Balancing Script and Improvisation

I've recently discovered that the Filmmaker Magazine blog features a regular column called The Microbudget Conversation. I just read this piece written back in August by guest writer Nicole Elmer about the limitations of scripting micro-budget films and the avenues opened up by using improvisation:

It was a creative choice as much as a budgeting choice. Because of the specificity involved, a script would have required the costly fabrication I mentioned earlier. Instead, the writer created a very basic outline that was broken down into scenes. Locations were replaceable and everything could be moved as needed, as long as the general symbol of the moment was still expressed. A script would have also forced us to shove dialogue in the actors’ mouths. Instead, we gave the actors their goals, they developed their characters WITH the writer, and we gave them responsibility for their dialogue, a creative choice normally made by a screenwriter.

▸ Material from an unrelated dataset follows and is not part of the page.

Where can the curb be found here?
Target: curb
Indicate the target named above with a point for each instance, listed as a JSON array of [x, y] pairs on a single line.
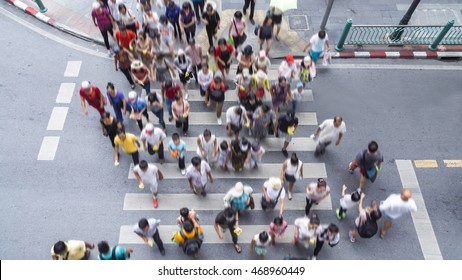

Of course, many filmmakers from Mike Leigh to Rob Nilsson to Terrence Malick work by balancing structure and improvisation. Elmer says that it was a creative and budgetary choice, but I know if one were to ask any of the filmmakers listed above, they would reply that their choice was purely aesthetic. Nilsson even has a brief manifesto on his website ("Create a poetic cinema based not on writing but on observing. Mistrust your ideas and trust your experiences. Discover, don’t prescribe"). Personally, I think films made in such a fashion are, at their best, some of the most profound in cinema. They show life happening and us happening back, to paraphrase Nilsson's manifesto.

It all goes back to what I said about meaning in my last post. And this is not to say that I reject scriptwriting out of hand, of course. All of this is too much for a brief post, and I've been planning an essay-length post on it all sometime in the near future. And also, if that Nilsson manifesto is too brief, there's always The Path of the Artist by Ray Carney.